The new study shows how terrorist groups such as the Al-Shabaab are changing tactics and recruiting from new regions as opposed to the usual Coast, North Eastern and Nairobi areas.
The survey revealed that apart from the three counties, Bungoma and Kakamega have for a while remained active recruitment grounds in Western Region having had some members in the past who were recruited to the terrorist group Al Shabaab prior to the Dusit attack.
The survey was carried out by Dr Tom Mboya, a lecturer of Political Science at Maseno University, and Mr Jeremiah Owiti between November 2019 and February 2020 for Champions of Peace, National Counter Terrorism Centre with the support from the Ministry of Foreign Affairs and the Netherlands.
The baseline survey titled “Western Kenya Prevention and Countering Violent Extremism Assessment Report” released on Wednesday morning was to establish evidence-based sign posts geared towards improving the design of the interventions by the government.
“Our findings indicate that here are certain individuals in Kisumu that are recruiting the youth all the way from Busia especially at the borders at Maseno. We also found out that Siaya County was slowly becoming a hotspot especially in the Bondo area where some have been lured to Somalia and Yemen,” said Dr Mboya.
He pointed out that they have shared the exact details and statistics with the relevant authorities for further investigations and action.
According to the survey, many recruits are lured through employment opportunities overseas and are later forced into terrorism.
According to the research, should some people suspect that one person was exhibiting terrorist-like signs, six per cent will not interfere, 18 per cent would report and try to talk him out of it while 51 per cent will try to talk him out of it.
“The shocking part is five per cent would support the person to join Al-Shabaab. To an extent that there are certain percentages who would do this, that is something that concerns us,” said Dr Mboya.
He stated that during focused group discussions, some people revealed how some youths, who were turned down during recruitment of police or defense forces, would join Al-Shabaab to ‘lipiza kisasi’ (revenge for not being accepted).

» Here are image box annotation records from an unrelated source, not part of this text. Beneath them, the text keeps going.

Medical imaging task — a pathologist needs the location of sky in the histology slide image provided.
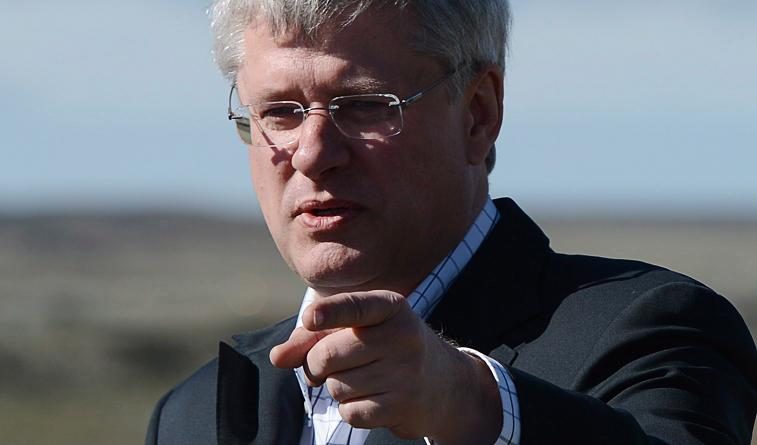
[0,0,757,218]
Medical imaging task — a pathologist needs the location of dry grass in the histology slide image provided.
[0,215,757,445]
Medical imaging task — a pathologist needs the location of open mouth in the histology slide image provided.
[308,207,349,216]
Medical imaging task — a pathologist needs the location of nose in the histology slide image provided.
[291,107,350,180]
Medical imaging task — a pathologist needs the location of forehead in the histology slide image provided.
[237,12,441,100]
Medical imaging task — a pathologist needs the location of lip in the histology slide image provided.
[292,199,364,232]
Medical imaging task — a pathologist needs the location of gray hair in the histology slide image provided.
[208,0,510,172]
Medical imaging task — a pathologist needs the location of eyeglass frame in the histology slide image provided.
[227,62,466,148]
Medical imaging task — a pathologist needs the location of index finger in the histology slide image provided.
[302,290,409,331]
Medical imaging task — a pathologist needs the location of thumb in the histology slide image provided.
[268,327,334,369]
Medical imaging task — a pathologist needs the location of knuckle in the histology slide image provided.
[346,294,366,320]
[339,402,379,428]
[326,378,349,402]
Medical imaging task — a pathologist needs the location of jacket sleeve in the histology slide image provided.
[145,391,173,445]
[511,283,757,445]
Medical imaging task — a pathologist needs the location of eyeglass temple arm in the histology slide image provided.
[226,84,242,120]
[399,62,467,107]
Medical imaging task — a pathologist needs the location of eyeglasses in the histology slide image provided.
[228,66,460,147]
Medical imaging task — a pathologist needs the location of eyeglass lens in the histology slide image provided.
[236,94,402,147]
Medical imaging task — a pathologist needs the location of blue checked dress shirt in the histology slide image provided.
[294,198,520,445]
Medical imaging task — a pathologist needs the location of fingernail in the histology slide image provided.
[313,309,323,328]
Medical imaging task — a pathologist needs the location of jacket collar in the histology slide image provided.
[216,318,305,445]
[429,198,551,364]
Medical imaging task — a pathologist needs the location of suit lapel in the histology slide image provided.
[216,319,305,445]
[365,199,550,445]
[429,199,551,352]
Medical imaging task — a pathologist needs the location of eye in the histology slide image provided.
[257,103,302,119]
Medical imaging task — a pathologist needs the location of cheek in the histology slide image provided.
[249,152,286,234]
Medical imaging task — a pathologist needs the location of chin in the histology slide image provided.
[292,243,380,294]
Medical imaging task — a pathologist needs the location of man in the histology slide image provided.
[147,0,757,445]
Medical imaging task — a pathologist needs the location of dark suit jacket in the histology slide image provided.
[146,199,757,445]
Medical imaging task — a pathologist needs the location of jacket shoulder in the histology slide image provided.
[145,317,295,445]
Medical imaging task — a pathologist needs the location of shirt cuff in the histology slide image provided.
[458,348,520,445]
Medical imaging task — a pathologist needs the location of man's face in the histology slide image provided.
[237,13,486,295]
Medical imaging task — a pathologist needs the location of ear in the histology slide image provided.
[464,64,504,165]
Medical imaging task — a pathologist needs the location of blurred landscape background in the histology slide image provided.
[0,0,757,445]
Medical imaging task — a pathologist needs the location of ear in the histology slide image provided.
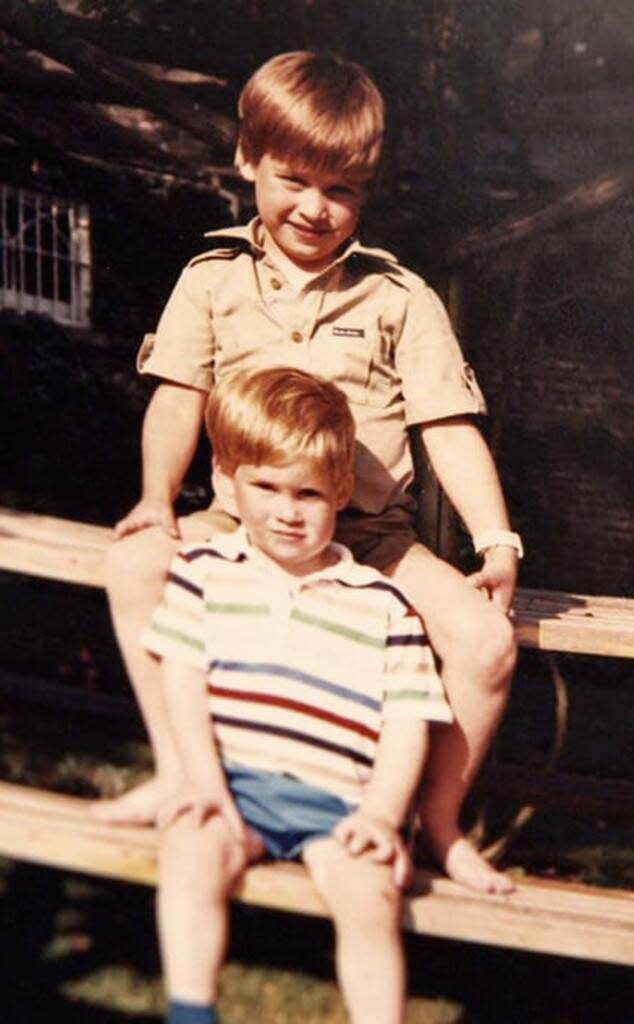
[337,473,354,512]
[234,142,255,181]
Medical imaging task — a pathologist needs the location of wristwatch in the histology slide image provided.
[473,529,524,558]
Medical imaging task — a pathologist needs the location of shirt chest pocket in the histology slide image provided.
[311,324,399,407]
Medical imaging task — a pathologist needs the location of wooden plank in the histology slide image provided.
[514,588,634,657]
[0,508,113,587]
[0,782,634,966]
[0,508,634,657]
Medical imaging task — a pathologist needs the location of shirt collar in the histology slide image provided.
[200,216,398,273]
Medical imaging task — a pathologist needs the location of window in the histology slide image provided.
[0,185,91,327]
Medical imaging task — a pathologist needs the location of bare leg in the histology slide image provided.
[157,814,264,1006]
[304,839,406,1024]
[388,545,516,893]
[92,519,216,824]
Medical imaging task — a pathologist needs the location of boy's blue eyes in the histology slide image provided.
[280,174,356,199]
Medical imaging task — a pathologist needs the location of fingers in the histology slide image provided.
[393,842,414,889]
[221,800,247,843]
[114,503,180,541]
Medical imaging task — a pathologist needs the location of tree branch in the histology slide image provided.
[0,0,236,154]
[447,164,634,265]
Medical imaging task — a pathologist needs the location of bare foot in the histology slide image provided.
[442,836,515,895]
[90,776,163,825]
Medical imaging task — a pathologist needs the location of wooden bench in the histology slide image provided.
[0,509,634,966]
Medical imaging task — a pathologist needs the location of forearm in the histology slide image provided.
[421,419,510,536]
[141,383,207,504]
[163,657,223,792]
[361,719,428,828]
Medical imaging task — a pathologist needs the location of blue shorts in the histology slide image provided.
[224,763,353,860]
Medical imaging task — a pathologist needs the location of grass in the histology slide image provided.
[0,575,634,1024]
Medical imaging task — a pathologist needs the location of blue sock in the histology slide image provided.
[167,999,218,1024]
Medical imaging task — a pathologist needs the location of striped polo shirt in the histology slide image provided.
[142,527,452,804]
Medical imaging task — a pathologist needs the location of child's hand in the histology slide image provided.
[158,782,246,843]
[115,498,180,541]
[468,547,519,614]
[333,809,412,888]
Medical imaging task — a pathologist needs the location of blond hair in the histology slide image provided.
[238,50,384,180]
[206,367,354,492]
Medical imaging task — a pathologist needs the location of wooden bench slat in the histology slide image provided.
[0,782,634,966]
[0,508,634,657]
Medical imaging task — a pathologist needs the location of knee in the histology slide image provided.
[315,858,400,935]
[459,604,517,692]
[159,814,244,905]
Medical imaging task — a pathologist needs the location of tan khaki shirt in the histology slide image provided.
[137,218,485,514]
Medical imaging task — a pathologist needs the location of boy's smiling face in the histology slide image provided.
[240,154,368,273]
[234,459,349,577]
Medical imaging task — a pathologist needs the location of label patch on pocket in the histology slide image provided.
[333,327,366,338]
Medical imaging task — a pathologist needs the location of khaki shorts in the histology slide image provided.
[185,501,420,571]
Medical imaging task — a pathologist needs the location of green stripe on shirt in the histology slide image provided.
[291,608,385,649]
[150,618,205,650]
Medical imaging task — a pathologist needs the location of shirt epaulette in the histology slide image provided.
[348,239,413,290]
[187,239,251,266]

The survey also revealed that poverty, unemployment and marginalisation and exclusion from decision making processes were fueling the recruitment as disillusioned youth see terrorism as an easier way out to make easy and good money.
“We have unemployed youth whose drive is ‘better a short happy life rather than a long life, penury and drudgery. This makes them join the terrorists group and make quick money,” said Dr Mboya.

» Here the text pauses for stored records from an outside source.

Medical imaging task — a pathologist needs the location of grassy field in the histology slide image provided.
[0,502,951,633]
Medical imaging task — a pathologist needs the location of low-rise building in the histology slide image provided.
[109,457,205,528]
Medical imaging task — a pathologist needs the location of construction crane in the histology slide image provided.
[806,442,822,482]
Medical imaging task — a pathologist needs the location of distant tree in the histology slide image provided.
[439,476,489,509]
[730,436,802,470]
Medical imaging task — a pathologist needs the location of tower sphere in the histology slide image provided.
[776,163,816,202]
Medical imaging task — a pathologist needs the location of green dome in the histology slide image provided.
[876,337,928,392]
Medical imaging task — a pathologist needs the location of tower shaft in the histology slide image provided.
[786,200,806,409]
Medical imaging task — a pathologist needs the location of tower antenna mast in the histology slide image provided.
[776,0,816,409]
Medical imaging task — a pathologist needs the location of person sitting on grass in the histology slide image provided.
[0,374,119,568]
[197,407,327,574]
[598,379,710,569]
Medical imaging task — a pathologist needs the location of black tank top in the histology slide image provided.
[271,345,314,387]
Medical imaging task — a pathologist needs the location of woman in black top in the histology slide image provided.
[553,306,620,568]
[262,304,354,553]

He pointed out that the community’s trust deficit with the police and the young gluing their eyes on some terrorist sites was also leading to many getting radicalized and joining terrorist groups.
The survey also revealed that 66.4 per cent of residents of Western Region believe corruption poses a significant security threat followed by crime at 50 per cent, violent extremism at 40 per cent.

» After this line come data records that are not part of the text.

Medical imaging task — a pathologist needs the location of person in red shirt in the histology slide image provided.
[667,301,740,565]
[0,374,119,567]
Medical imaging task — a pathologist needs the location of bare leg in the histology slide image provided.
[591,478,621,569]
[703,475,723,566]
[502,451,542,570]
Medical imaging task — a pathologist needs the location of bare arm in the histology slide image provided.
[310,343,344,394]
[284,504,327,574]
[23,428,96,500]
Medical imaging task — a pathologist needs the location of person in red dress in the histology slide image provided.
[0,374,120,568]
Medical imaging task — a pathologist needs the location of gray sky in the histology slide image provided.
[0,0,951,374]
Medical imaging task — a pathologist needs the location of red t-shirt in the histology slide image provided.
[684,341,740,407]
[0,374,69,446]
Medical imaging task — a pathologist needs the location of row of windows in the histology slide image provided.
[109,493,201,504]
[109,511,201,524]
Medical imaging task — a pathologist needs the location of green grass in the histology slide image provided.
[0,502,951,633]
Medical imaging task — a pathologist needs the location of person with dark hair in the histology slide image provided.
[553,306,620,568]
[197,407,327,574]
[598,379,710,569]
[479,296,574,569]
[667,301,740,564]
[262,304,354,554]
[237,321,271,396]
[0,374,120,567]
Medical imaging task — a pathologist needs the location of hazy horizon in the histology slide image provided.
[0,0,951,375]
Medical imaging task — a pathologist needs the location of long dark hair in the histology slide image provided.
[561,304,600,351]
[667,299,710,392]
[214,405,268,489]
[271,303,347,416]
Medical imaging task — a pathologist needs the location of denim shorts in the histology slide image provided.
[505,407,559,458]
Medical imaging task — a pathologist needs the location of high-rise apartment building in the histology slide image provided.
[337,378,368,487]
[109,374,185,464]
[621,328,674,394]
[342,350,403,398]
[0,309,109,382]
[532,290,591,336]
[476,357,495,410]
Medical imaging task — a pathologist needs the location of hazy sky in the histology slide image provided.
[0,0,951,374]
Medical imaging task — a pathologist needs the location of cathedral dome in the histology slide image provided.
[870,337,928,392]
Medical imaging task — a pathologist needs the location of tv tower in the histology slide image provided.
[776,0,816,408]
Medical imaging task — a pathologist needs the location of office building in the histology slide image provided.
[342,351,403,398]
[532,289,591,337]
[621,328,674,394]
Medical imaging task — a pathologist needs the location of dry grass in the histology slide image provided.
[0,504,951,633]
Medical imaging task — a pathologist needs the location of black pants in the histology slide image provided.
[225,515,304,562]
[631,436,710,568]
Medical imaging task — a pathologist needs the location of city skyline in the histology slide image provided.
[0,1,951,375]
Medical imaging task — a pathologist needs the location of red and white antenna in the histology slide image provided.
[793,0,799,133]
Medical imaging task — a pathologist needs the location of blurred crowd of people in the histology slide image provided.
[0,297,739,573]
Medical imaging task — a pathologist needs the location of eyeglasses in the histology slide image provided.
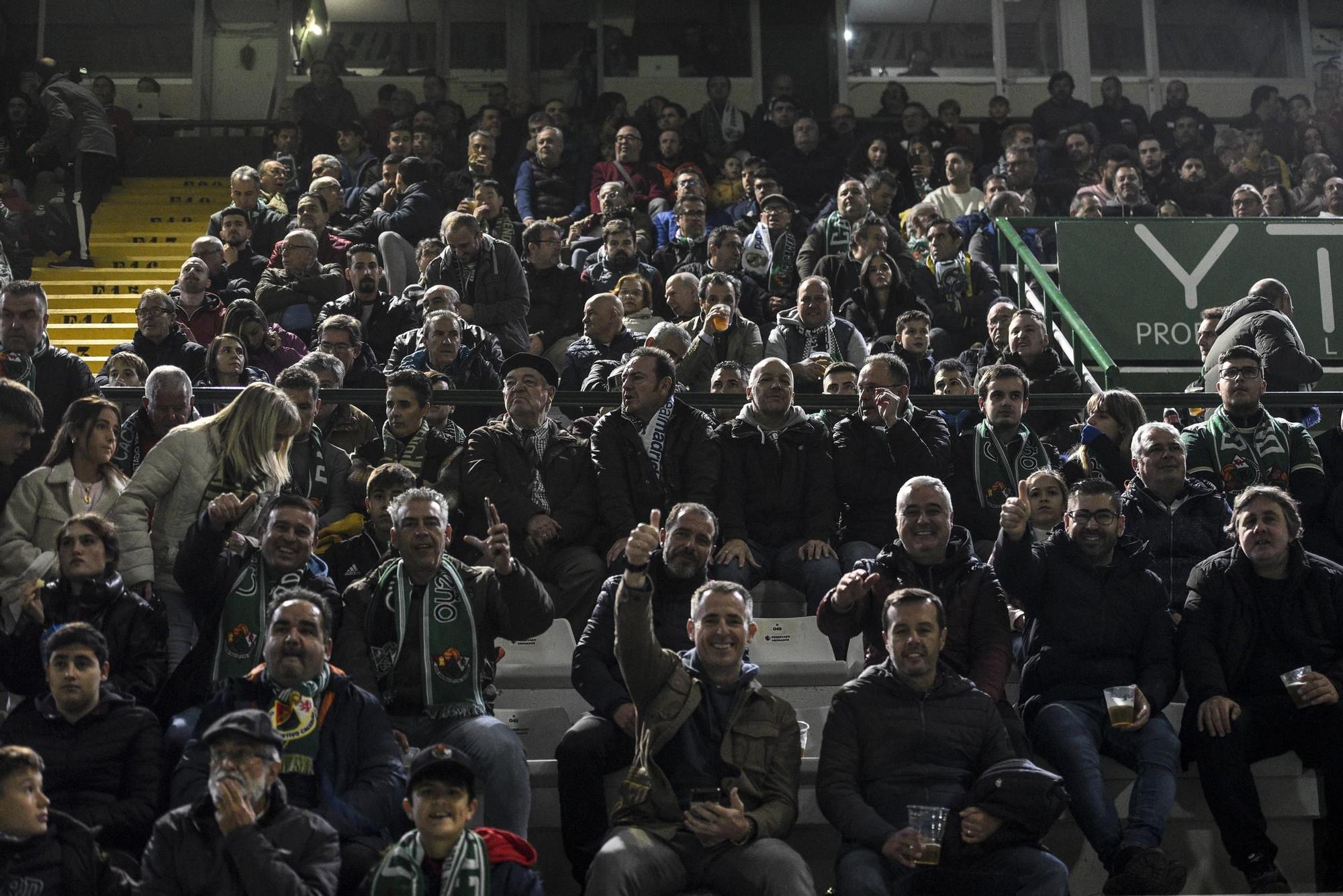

The research covered Kisumu, Siaya, Migori, Homa Bay, Kisii, Nyamira, Bungoma, Kakamega, Busia and Vihiga where 1,795 respondents participated as well as 30 focus group discussions.
The researchers used questionnaires, did literature review, key informant interviews and focused group discussions to get information.
Mr Elly Opondo, Programs Director at Champions of Peace told the Nation that they were sensitizing various groups on how to counter these terrorism threats.
“There is a need for supportive interventions that enhance a sense of urgency, purpose and identity among youth. The government should support entrepreneurship and employability skills training for the youth,” said Mr Opondo.
He was speaking on the sidelines of a two-day capacity building training for Kisumu County engagement forum bringing stakeholders from security, county government, civil society organisations, religious leaders, business community and members of academia.
Some recommendations in the survey were to conduct mentorship and life skills programs for the youth and also establish creative information dissemination platforms to reach the youth to reduce vulnerability to radicalisation.
Others were use of technology platforms to report cases of violent extremism, use the vulnerability to radicalization profile to target project beneficiaries and increase capacity of community members to identify and report cases of radicalization.